October 6, 2015

The Road and Kris Bryant

Via BBTF, did the Cubs cost themselves home field advantage in the NL Wild Card game?

To be fair, it’s a small bite. In baseball, home-field advantage means the host wins roughly 54 percent of the time. The thing here is how obvious the counterfactual is to work out. The most basic illustrator is WAR—Wins Above Replacement, which offers an estimate of how many wins an individual player creates. We’ll use Fangraphs’ version of the stat: Bryant didn’t get called up until April 17, and in the eight games (plus one rainout) before his arrival Cubs third basemen combined for an offensive WAR of just under negative 0.3. (Four hits in 29 at bats will do that to you.) Over the next 154 games, Bryant played in 151 and produced 6.5 WAR. If we assume he would have hit at the same level in the games he missed (not a given, since his best months came in August and September), Bryant could have added just over 0.3 extra WAR.

Swap the cruddiness of Mike Olt for the excellence of Kris Bryant and you get six tenths of a win.

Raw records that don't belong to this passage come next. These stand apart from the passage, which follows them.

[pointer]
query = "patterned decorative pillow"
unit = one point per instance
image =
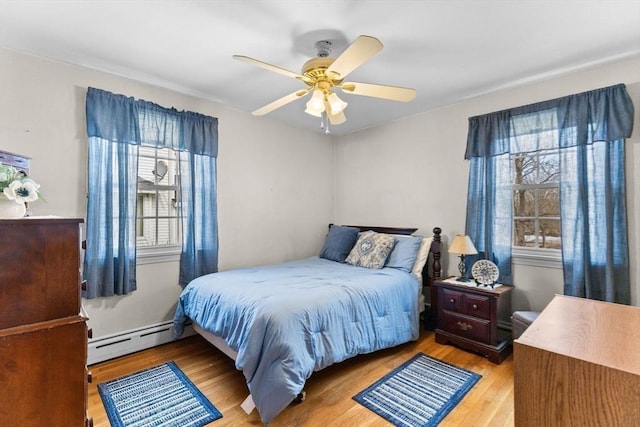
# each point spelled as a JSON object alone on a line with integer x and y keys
{"x": 371, "y": 250}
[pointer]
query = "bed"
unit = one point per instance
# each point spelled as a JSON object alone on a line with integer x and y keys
{"x": 282, "y": 322}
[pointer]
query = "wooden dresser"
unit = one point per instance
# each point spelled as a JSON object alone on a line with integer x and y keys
{"x": 43, "y": 338}
{"x": 578, "y": 364}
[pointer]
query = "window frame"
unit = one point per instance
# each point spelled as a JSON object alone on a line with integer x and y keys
{"x": 535, "y": 256}
{"x": 159, "y": 253}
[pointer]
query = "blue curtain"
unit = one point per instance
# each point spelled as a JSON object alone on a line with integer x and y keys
{"x": 588, "y": 130}
{"x": 116, "y": 126}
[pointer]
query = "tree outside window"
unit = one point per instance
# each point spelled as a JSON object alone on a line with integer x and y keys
{"x": 536, "y": 202}
{"x": 157, "y": 217}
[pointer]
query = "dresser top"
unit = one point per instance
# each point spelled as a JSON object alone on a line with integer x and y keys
{"x": 594, "y": 331}
{"x": 40, "y": 220}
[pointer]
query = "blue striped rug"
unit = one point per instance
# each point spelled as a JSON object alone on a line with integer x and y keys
{"x": 160, "y": 396}
{"x": 418, "y": 393}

This kind of direct conversion isn’t really how WAR works, but the size of the swing (especially in a mere eight games) shows how much Bryant’s presence would have helped the Cubs’ in their retroactive search for that extra win.

Another reason to change the rules so it’s not service time, but seasons in the majors that control arbitration and free agency.

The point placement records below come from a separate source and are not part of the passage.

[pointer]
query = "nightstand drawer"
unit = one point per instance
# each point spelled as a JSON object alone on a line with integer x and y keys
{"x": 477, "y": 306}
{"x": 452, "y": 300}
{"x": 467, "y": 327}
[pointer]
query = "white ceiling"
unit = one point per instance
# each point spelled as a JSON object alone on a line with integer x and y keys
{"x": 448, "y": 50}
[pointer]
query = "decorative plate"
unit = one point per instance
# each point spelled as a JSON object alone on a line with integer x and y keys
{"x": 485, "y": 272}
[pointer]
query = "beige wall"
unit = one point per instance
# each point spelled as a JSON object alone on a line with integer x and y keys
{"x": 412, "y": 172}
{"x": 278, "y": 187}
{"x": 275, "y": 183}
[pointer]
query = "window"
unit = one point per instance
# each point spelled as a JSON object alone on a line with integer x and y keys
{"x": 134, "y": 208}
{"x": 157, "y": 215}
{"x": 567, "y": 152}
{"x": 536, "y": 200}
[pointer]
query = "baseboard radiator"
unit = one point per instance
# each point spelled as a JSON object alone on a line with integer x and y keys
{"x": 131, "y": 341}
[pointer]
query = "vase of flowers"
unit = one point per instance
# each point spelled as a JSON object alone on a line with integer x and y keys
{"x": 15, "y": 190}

1 thought on “The Road and Kris Bryant

  1. dave

    I can’t believe you’re giving this silliness any credibility.

    The Cubs were 5-3 without Bryant. Bryant might have added .6 WAR. So Bryant would have helped the Cubs win less than one more game? Which means that the Cubs would have had the same record? Yes, we know, WAR isn’t a perfect stat to use here. But the idea that the Cubs would have done better than 5-3 in their first 8 games because Bryant is on the field simply isn’t supported by the numbers.

    So, how, exactly, did this screw the Cubs?

    Oh, and even if the Cubs COULD have won home field advantage if Bryant had been on the field for the first 8 games? I’d still take Arrieta on the road in Pittsburg and an extra year of Kris Bryant.